You may obtain a paper copy of the Electronic Records at any time by notifying us via support@WealthDrive.com. We will not charge you a fee for the paper copy.
- Revocation of electronic delivery.
This Consent will apply on an ongoing basis unless you withdraw this Consent. Any such withdrawal of this Consent must be provided by You to WealthDrive in writing. You have the right to withdraw the Consent to Electronic Records and the use of your E-Signature at any time. You acknowledge that we reserve the right to restrict or terminate your access to WealthDrive, including without limitation the WealthDrive website (“Site”) and its mobile application (“App”), if you withdraw Consent to Electronic Records and E-Signatures. If you wish to withdraw your Consent, contact us at support@WealthDrive.com.
- Hardware, software and operating system.

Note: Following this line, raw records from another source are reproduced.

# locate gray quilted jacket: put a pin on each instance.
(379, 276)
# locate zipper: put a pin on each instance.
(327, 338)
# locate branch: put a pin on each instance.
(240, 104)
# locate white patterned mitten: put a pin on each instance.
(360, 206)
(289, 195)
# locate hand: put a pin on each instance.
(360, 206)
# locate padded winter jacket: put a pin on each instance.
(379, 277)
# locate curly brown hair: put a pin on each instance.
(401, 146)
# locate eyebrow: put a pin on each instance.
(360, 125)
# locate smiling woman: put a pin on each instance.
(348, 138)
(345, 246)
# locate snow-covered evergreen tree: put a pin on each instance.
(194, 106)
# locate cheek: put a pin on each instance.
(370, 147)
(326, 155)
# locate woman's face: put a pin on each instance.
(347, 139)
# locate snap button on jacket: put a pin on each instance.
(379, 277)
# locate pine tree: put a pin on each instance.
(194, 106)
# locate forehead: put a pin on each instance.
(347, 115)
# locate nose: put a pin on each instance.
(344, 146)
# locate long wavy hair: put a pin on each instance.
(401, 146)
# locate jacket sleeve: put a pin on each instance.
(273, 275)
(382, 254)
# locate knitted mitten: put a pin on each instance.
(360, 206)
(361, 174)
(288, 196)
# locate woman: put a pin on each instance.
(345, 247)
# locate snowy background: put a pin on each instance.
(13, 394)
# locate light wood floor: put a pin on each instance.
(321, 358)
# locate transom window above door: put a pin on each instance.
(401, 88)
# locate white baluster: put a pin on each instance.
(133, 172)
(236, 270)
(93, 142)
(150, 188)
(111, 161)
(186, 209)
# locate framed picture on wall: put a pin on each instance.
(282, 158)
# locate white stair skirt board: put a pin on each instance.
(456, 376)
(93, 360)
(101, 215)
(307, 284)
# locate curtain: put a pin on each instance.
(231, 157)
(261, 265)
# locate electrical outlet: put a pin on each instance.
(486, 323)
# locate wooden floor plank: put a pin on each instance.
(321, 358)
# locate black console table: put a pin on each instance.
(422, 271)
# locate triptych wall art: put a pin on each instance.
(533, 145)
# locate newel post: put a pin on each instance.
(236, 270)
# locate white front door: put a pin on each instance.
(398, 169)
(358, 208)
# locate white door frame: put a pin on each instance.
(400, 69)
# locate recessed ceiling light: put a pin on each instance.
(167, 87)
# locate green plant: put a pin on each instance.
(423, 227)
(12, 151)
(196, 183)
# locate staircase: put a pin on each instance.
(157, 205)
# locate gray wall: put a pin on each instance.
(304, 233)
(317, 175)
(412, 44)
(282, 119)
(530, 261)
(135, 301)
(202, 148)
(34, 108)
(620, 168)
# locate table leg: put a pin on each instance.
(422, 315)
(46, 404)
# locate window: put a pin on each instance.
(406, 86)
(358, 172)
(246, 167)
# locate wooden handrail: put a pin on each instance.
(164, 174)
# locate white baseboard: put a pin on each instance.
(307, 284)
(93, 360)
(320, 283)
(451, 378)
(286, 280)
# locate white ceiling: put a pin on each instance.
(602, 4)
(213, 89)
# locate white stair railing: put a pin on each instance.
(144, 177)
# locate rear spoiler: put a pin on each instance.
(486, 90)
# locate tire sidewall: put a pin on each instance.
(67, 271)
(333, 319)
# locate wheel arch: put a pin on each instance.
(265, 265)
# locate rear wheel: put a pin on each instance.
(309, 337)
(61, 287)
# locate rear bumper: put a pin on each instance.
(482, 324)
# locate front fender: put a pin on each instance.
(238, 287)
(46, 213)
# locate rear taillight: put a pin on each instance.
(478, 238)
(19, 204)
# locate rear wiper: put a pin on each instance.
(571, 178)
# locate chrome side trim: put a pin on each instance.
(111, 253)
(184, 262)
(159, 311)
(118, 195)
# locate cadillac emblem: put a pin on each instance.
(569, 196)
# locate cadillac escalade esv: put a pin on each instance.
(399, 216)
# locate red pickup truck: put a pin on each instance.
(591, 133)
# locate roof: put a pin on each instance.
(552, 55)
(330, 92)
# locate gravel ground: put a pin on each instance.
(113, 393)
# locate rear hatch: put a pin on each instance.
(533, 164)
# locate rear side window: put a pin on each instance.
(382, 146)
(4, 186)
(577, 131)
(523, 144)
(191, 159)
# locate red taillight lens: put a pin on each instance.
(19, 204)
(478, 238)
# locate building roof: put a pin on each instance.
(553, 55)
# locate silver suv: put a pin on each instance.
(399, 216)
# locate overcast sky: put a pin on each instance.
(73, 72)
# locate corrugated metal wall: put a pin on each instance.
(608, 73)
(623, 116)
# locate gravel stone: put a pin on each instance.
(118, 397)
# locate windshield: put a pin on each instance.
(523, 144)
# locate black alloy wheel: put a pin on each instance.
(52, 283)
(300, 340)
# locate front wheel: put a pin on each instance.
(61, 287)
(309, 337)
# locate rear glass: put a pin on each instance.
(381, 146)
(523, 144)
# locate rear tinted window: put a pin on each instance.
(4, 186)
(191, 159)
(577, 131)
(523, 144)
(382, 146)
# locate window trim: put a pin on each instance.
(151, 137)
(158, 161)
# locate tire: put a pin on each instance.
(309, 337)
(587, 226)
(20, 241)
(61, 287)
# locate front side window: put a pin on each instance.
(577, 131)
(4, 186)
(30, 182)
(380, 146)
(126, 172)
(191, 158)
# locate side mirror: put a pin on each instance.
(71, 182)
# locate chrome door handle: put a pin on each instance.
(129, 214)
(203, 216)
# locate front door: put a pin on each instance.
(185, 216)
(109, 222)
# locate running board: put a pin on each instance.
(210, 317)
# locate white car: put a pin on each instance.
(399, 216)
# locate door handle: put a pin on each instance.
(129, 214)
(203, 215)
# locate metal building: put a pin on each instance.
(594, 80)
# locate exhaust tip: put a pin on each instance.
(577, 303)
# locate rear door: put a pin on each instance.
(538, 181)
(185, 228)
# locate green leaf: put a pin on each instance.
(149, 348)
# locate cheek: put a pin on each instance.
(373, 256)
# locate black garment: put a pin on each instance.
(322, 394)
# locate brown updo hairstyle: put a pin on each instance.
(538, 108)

To receive the Electronic Records, you will need a computer or mobile device with a compatible operating system and web browser, and connection to the Internet, and you will need access to a printer or the ability to download information in trading instruction to keep copies for your records. The currently compatible operating systems and web browsers are identified at https://www.WealthDrive.com/system-requirements . Changes, if any, to these system hardware and software requirements will be updated on the Site or in the App. You must periodically refer to the Site or the App for current system requirements. By establishing and then accessing an Account, you are indicating that you have the capability to access the agreements and other information, including the disclosures, and download or print copies for your records. You are responsible for installation, maintenance, and operation of your computer, mobile device, browser and software. The Company is not responsible for errors or failures from any malfunction of your computer, browser or software. The Company is also not responsible for computer viruses or related problems associated with use of an online system. The currently compatible computer and mobile device operating systems and web browsers are identified at https://www.WealthDrive.com/system-requirements .
The following are the minimum hardware, software and operating system requirements necessary to use WealthDrive and receive Electronic Communications:
- a Current Version of an Internet browser we support,
- a connection to the Internet,
- a Current Version of a program that accurately reads and displays PDF files (such as Adobe Acrobat Reader), and
- a computer or mobile device and an operating system capable of supporting all of the above. You will also need a printer if you wish to print out and retain records on paper, and electronic storage if you wish to retain records in electronic form.
You must also have an active email address.
By “Current Version,” we mean a version of the software that is currently being supported by its publisher.
It is recommended that you print a copy of this Agreement for future reference.